I – a autonomia das entidades desportivas dirigentes e associações, quanto a sua organização e funcionamento;
II – a destinação de recursos públicos para a promoção prioritária do desporto educacional e, em casos específicos, para a do desporto de alto rendimento;
III – o tratamento diferenciado para o desporto profissional e o não- profissional;
IV – a proteção e o incentivo às manifestações desportivas de criação nacional.Constituição 1988 – Acesso em 28/02/2026
O Artigo 217 da Constituição Federal de 1988 consagra o desporto como um direito fundamental, impondo ao Estado o dever de fomentar práticas desportivas, tanto formais quanto não-formais. Este dispositivo reflete a preocupação do constituinte em promover a saúde, o lazer e a inclusão social através do esporte, alinhando-se com o princípio da dignidade da pessoa humana e o bem-estar coletivo. A norma estabelece diretrizes claras para a atuação estatal, garantindo a autonomia das entidades desportivas e a destinação de recursos.
Os incisos do artigo detalham as observâncias para o fomento estatal. O inciso I assegura a autonomia das entidades dirigentes e associações desportivas, um pilar para a gestão independente do esporte. O inciso II prioriza o desporto educacional, reconhecendo seu papel formativo, e permite o apoio ao desporto de alto rendimento em casos específicos, gerando discussões sobre os critérios de alocação de verbas públicas. O inciso III prevê tratamento diferenciado entre o desporto profissional e o não-profissional, enquanto o inciso IV incentiva manifestações desportivas de criação nacional, valorizando a cultura e identidade brasileiras.

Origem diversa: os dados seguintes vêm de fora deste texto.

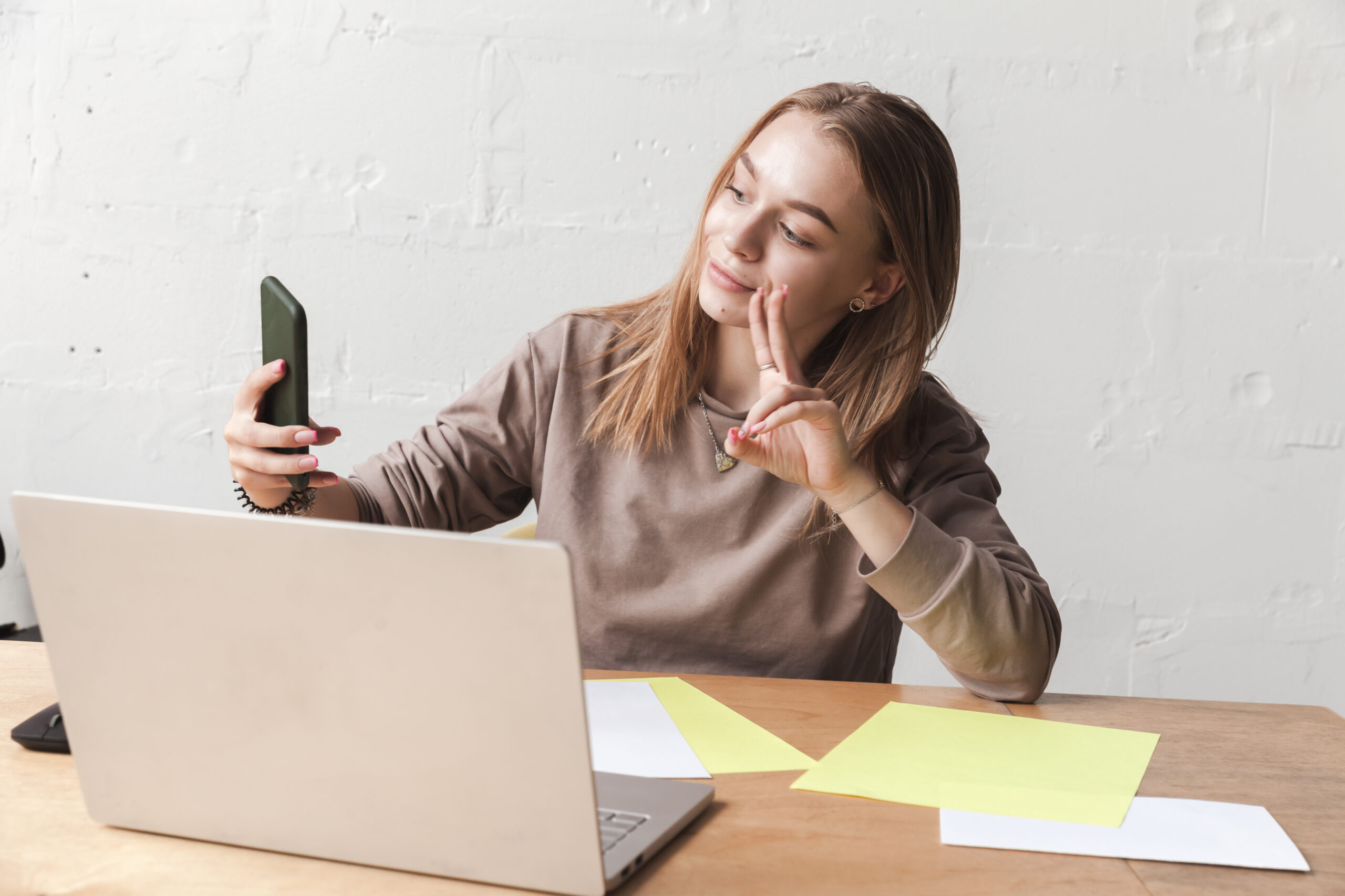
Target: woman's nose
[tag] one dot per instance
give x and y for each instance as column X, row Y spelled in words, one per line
column 740, row 241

Os parágrafos do Art. 217 trazem importantes balizas processuais e temporais. O § 1º institui o princípio da exaustão das instâncias da justiça desportiva como condição para o acesso ao Poder Judiciário, configurando uma condição específica de procedibilidade. Esta regra visa a celeridade e a especialização na resolução de conflitos desportivos, evitando a judicialização prematura. A jurisprudência do Supremo Tribunal Federal (STF) tem reiterado a constitucionalidade e a obrigatoriedade dessa prévia submissão, exceto em casos de flagrante ilegalidade ou violação de direitos fundamentais que justifiquem a intervenção imediata do Judiciário.
O § 2º estabelece um prazo máximo de sessenta dias para a decisão final da justiça desportiva, um imperativo de celeridade que, na prática, nem sempre é cumprido, gerando debates sobre a efetividade da norma e a possibilidade de mitigação do § 1º em face da inobservância desse prazo. Advogados que atuam no direito desportivo devem estar atentos a esses prazos e à correta tramitação nas instâncias desportivas antes de buscar a via judicial. Conforme o levantamento de inteligência artificial aplicada ao ordenamento jurídico da Redizz, a interpretação e aplicação desses prazos ainda geram controvérsias significativas em litígios envolvendo atletas e entidades.

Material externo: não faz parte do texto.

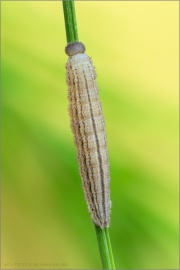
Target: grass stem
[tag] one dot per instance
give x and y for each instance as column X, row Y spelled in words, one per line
column 102, row 234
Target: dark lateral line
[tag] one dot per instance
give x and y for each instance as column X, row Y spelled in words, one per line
column 83, row 146
column 98, row 148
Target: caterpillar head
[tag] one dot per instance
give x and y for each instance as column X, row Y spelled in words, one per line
column 74, row 48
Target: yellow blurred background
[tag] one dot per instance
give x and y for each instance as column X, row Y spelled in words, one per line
column 45, row 222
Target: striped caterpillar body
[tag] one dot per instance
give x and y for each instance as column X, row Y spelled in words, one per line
column 88, row 127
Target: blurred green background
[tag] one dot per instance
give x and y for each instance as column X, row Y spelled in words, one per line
column 45, row 222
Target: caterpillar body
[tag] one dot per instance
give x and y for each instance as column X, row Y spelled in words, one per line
column 88, row 127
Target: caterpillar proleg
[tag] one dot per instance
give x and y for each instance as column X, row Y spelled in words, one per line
column 88, row 127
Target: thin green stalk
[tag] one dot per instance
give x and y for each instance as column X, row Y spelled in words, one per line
column 102, row 234
column 105, row 249
column 70, row 20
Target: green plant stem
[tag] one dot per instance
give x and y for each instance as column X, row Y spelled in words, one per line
column 70, row 20
column 105, row 248
column 102, row 234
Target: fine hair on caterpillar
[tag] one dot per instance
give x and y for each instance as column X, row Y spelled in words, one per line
column 88, row 127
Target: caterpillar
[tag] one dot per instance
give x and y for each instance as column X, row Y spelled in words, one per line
column 88, row 127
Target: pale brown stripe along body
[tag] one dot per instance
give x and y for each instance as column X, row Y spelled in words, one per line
column 88, row 127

Finalmente, o § 3º reforça o papel do Poder Público no incentivo ao lazer como forma de promoção social, ampliando o escopo do dever estatal para além do desporto competitivo. Este parágrafo dialoga com o direito social ao lazer, previsto no Art. 6º da CF/88, e impulsiona políticas públicas que visam à qualidade de vida da população. A advocacia, ao defender interesses de atletas, clubes ou entidades desportivas, deve sempre considerar a amplitude e a finalidade social do Art. 217, buscando a aplicação dos princípios constitucionais que regem o desporto nacional.